Sobre esta “solución” recordamos lo acontecido con el proyecto inmobiliario, también de alta carga de ocupación, por lo tanto equipamiento mayor, denominado Costanera Center, emplazado en la comuna de Providencia, región metropolitana de Santiago. El DOM respectivo, funcionario municipal vitalicio, en conocimiento que el proyecto tenía una altísima afluencia de público y en aquella época la OGUC exigía que este tipo de proyectos debían enfrentar solo vías expresas, lo que no sucedía, igual le otorgó un permiso de edificación a la empresa de Paulmann con la seguridad de que nadie se iba a percatar de su “involuntario error”.

Sobre la marcha, la Fundación Defendamos la Ciudad le representó al Seremi de Vivienda y Urbanismo esta atroz incorrección y el gobierno de entonces, en una rápida operación, modificó la OGUC publicándola en el Diario Oficial con previa toma de razón de la Contraloría General de la República. A partir de esa fecha, se declaró “solemnemente” que los equipamientos mayores pueden enfrentar ya sea vías troncales como expresas y así Costanera Center está funcionando.

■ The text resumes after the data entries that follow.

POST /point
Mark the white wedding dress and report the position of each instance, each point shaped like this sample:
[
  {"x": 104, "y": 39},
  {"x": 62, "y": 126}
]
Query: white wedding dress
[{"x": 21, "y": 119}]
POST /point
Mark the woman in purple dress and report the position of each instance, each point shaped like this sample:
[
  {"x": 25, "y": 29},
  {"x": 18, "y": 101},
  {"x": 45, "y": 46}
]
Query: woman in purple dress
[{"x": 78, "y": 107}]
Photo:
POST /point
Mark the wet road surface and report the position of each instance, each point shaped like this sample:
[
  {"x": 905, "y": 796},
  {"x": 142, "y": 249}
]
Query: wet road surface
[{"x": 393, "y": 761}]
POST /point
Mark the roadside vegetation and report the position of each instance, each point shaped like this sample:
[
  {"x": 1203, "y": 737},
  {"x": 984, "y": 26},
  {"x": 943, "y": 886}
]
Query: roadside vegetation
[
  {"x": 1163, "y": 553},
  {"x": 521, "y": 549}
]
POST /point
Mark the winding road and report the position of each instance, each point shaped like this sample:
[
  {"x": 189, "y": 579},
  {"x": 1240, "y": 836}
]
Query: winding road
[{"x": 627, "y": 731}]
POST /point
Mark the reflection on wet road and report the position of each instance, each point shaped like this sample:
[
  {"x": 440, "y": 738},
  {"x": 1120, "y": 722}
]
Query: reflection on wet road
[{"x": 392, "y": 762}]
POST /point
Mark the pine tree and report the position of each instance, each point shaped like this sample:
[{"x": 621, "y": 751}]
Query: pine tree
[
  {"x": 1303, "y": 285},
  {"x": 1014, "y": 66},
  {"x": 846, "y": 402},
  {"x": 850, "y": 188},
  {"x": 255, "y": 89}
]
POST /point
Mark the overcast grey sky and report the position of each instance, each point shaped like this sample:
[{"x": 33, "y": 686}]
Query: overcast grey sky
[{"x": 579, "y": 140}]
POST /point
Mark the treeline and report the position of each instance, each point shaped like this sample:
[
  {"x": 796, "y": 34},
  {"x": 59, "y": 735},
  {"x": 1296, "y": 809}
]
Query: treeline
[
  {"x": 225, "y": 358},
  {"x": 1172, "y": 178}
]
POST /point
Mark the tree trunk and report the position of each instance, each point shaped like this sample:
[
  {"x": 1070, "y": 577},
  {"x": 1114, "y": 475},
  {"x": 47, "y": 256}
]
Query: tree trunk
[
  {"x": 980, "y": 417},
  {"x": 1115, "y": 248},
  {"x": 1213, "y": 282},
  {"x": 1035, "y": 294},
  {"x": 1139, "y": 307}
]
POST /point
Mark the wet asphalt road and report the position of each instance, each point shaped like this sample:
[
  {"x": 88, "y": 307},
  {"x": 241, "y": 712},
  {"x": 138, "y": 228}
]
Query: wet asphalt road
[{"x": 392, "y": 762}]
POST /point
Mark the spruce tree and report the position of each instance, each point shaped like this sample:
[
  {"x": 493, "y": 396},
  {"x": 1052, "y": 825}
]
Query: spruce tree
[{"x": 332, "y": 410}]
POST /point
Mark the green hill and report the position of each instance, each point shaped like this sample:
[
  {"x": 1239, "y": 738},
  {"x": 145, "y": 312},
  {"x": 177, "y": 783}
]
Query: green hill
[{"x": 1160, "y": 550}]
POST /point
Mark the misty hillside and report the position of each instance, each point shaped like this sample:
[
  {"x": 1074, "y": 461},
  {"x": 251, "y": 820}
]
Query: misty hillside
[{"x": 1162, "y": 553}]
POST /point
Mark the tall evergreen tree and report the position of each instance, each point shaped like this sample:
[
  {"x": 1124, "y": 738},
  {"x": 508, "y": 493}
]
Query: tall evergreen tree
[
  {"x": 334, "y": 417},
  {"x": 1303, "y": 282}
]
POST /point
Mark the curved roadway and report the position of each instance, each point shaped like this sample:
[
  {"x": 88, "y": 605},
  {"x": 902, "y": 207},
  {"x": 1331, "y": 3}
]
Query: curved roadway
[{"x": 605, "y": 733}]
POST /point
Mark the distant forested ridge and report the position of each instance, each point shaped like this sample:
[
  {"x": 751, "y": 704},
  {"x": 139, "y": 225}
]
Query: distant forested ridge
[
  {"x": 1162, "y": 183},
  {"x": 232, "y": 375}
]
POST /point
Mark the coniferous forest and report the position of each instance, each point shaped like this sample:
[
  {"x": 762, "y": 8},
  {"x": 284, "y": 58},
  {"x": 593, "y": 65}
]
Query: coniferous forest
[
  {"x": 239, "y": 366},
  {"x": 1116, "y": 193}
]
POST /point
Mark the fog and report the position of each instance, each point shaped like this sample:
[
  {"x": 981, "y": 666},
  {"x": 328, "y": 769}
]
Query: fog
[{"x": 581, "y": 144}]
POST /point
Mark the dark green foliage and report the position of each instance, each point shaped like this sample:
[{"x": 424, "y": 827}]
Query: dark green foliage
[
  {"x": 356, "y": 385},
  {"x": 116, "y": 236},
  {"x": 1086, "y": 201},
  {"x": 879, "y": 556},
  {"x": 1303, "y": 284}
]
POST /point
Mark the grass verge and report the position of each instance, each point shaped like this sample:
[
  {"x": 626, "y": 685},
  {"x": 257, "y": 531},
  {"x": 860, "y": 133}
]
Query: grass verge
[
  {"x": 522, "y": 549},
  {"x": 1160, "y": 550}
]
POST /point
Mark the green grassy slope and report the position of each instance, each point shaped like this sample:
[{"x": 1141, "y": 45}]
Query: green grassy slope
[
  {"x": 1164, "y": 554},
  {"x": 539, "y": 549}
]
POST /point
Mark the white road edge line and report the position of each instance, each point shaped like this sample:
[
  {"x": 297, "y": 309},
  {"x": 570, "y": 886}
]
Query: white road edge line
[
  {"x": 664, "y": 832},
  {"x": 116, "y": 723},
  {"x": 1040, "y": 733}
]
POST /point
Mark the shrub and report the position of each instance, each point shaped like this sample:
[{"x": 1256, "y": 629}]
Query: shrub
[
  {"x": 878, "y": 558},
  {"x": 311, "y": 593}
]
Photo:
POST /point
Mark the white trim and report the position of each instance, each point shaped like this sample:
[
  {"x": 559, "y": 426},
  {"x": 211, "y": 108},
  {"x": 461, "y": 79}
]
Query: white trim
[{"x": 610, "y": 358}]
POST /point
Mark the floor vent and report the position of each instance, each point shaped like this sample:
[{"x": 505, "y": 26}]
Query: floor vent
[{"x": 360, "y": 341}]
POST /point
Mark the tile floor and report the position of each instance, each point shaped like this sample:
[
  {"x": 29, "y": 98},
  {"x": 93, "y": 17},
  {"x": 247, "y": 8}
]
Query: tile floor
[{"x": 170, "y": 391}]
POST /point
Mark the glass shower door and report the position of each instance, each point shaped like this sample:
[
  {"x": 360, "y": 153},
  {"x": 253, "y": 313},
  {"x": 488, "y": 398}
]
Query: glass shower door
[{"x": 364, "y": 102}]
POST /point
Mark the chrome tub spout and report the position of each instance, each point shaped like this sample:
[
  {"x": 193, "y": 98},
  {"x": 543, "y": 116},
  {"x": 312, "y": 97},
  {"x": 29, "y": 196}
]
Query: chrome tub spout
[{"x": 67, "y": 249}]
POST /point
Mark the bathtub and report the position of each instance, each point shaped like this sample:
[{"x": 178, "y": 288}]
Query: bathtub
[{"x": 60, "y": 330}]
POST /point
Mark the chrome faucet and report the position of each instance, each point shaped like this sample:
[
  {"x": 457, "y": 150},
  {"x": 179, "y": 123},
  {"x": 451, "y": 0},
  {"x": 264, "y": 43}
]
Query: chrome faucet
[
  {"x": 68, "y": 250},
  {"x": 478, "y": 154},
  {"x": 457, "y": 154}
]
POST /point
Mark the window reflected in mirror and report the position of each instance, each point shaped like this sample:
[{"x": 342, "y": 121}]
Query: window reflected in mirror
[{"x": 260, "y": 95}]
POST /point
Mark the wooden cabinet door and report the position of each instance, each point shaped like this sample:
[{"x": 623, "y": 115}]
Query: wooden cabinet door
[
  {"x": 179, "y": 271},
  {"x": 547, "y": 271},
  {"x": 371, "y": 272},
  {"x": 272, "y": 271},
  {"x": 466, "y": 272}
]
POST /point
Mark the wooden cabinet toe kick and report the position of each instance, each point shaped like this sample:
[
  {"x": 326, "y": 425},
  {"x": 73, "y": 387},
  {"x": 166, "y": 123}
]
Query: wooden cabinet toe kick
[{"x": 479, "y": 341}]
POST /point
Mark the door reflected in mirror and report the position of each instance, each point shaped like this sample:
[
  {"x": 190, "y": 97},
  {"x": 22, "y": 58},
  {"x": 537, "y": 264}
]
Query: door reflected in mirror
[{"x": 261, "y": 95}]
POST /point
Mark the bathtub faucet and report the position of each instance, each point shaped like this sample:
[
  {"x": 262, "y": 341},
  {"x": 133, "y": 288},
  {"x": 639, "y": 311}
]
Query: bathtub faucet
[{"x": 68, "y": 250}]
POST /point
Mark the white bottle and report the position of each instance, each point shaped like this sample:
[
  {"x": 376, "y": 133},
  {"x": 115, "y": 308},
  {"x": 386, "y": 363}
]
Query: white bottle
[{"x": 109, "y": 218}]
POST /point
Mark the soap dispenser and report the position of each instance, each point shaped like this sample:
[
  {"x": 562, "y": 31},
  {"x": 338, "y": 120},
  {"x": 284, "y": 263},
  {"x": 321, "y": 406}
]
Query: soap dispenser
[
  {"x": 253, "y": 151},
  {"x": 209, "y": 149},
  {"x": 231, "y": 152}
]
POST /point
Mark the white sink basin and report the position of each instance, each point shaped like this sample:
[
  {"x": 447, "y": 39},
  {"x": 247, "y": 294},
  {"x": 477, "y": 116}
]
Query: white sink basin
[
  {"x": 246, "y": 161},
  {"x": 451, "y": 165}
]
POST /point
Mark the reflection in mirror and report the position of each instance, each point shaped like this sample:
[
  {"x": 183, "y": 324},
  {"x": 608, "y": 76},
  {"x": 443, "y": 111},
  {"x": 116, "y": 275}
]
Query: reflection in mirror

En otro orden de materias, ya que ese diario de circulación nacional, en su crónica habla de urbanistas consultados, se debe tener presente que en Chile, país en donde operan solo las fuerzas del mercado en materias de ciudad, las numerosas universidades existentes, ya sea públicas como privadas, no otorgan el título profesional de urbanista. En esas instituciones educacionales se otorgan solo los grados de arquitectos y claro, muchos de ellos cursan después de sus titulaciones, estudios de magister o doctorado con investigaciones en temas específicos, por lo tanto careciendo de los conocimientos básicos para ejercer la profesión de urbanista.

Es posible que alguno de los arquitectos que emitieron juicios en El Mercurio sobre el porvenir del terreno en el cual no se pudo emplazar el mall Barón, sean urbanistas con efectiva formación en la disciplina, lo que no sabemos y en tal sentido, en esta columna, dejamos de manifiesto que conocemos a un arquitecto y urbanista chileno. Se trata de Jonás Fiqueroa, urbanista de verdad con estudios y ejercicio laboral en planificación y diseño urbano en España, quien ha obtenido galardones internacionales como integrante de equipos profesionales.

Figueroa se formó en la profesión de urbanista en el Instituto Nacional de Administración Pública (INAP), que imparte estudios formales en planificación urbana entregando el título correspondiente, necesario para ejercer esa profesión en la administración municipal española y por ende, en Europa. Este urbanista en la actualidad, junto a su labor docente en la Usach, es asesor de publicaciones tanto españolas como argentinas y además frecuentemente es invitado a dictar charlas y cursos en algunos países.

Finalmente, esperamos que el extenso terreno de la EPV que, por su estratégica localización, tiene un alto precio en el mercado, se le entregue en propiedad en este gobierno a la municipalidad de Valparaíso para que así su Alcalde, con el apoyo del Concejo Municipal, decidan democráticamente, por lo tanto con un proceso de efectiva participación ciudadana, qué tipo de actividad de bien público se ejecutará con un aporte monetario del gobierno central. Ello será posible debido a que Merval ya está haciendo los estudios para soterrar la vía férrea en el sector, tal como sucede en Viña del Mar, de tal forma de posibilitar que los futuros equipamientos comerciales enfrenten las vías idóneas.

Para ello es indispensable que haya un soporte económico para asegurar la mantención en el tiempo del proyecto que allí se desarrollará y en tal sentido sería de muy buen gusto que alguno de los grupos económicos que tanto han crecido en democracia se comprometa a financiar su conservación por unos 30 años. En una de esas, el padrino podría ser el controlador de Falabella o bien Angelini, Luksic, Matte, Ponce Lerou, Yarur, Saieh, Paulmann o cualquier otro, incluso Piñera, de aquellos que figuran en la revista Forbes.